The Fine Arts Museums is the largest public arts institution in the city that consists of the de Young Museum in Golden Gate Park and the Legion of Honor Museum in Lincoln Park. With an annual budget of about $55 million, they run in a private-public partnership, with the city contributing 23% of the budget. The rest is accounted for the board of trustees.
For the past 15 months, however, the museums have been without a leader. John Buchannan, the last director died in December 2011, leaving the board in the midst of bitter labor negotiations. Under his leadership, the museums developed new education programs such as Friday nights at the de Young, and reached record levels of visitors, in addition to hosting unprecedented series of special exhibits, such as Impressionist and Post-Impressionist collections from the Musee d’Orsay.
Although the present unrest has not manifested in the visitor numbers, board employee relations are a blatant mess. In November 2012, Lynn Orr, the curator who helped arrange the “Girl With the Pearl Earring: Dutch Paintings from the Mauritshius” exhibition at the de Young, was abruptly fired. More than half-dozen staff members were forced out this past year. The in-house design department was eliminated all together.
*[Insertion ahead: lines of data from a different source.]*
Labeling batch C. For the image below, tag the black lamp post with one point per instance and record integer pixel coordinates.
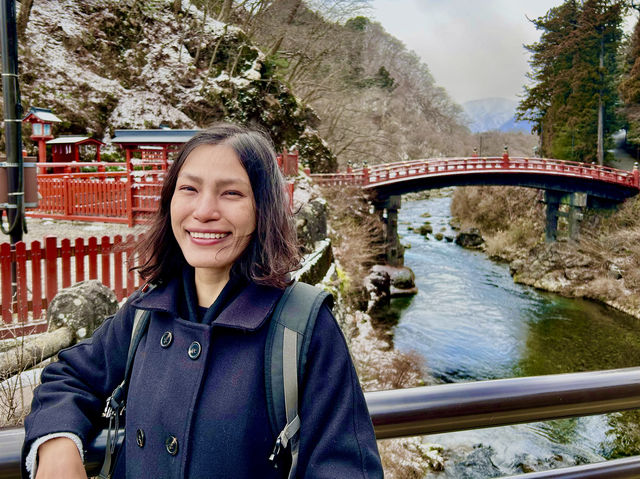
(12, 121)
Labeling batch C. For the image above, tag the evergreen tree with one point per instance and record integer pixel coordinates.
(630, 89)
(574, 70)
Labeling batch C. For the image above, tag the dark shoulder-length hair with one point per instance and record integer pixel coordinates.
(272, 252)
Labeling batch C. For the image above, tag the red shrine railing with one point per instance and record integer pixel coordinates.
(391, 172)
(116, 196)
(43, 269)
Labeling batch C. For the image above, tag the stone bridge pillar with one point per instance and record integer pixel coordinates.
(575, 202)
(388, 211)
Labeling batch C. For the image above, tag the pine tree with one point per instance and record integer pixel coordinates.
(630, 89)
(574, 72)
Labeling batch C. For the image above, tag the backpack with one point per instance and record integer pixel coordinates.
(286, 350)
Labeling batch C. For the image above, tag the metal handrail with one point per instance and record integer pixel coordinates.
(455, 407)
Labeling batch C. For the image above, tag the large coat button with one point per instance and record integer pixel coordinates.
(194, 350)
(166, 339)
(171, 445)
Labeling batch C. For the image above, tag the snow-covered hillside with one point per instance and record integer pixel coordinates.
(107, 64)
(494, 114)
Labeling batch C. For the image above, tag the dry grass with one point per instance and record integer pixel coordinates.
(356, 237)
(512, 223)
(15, 389)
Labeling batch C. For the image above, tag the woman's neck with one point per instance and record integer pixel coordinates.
(209, 284)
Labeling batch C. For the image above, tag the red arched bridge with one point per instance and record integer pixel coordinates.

Additionally, internal documents and emails have been leaked to the public. Some of these have aimed at embarrassing management. Others deal with serious integrity allegations: a more recent leak accused museum leaders of changing the appraised value of a painting by Modigliani from $500,000 to $15,000 to avoid what is believed to be hefty customs fees. Investigation of this is still pending.
Many believe that problems arise with Diane B. Wilsey, the board president, as well as a prominent art collector, philanthropist, and San Francisco socialite. She has been criticized for nepotism, specifically for her decision to let her son exhibit his photography collection in the museum last summer, and for using museum personnel to tend to her personal collection. Additionally, Wilsey has been accused of exerting too much behind-the-scenes control over the museums and of not conducting oversight of the budget, financial audits, and facilities in a public or transparent manner.
To all these allegations, Wilsey has responded by stating that she has been the motivating force behind the museums’ expansions and new developments. She has also confirmed that the board plans to announce a new director in the coming weeks.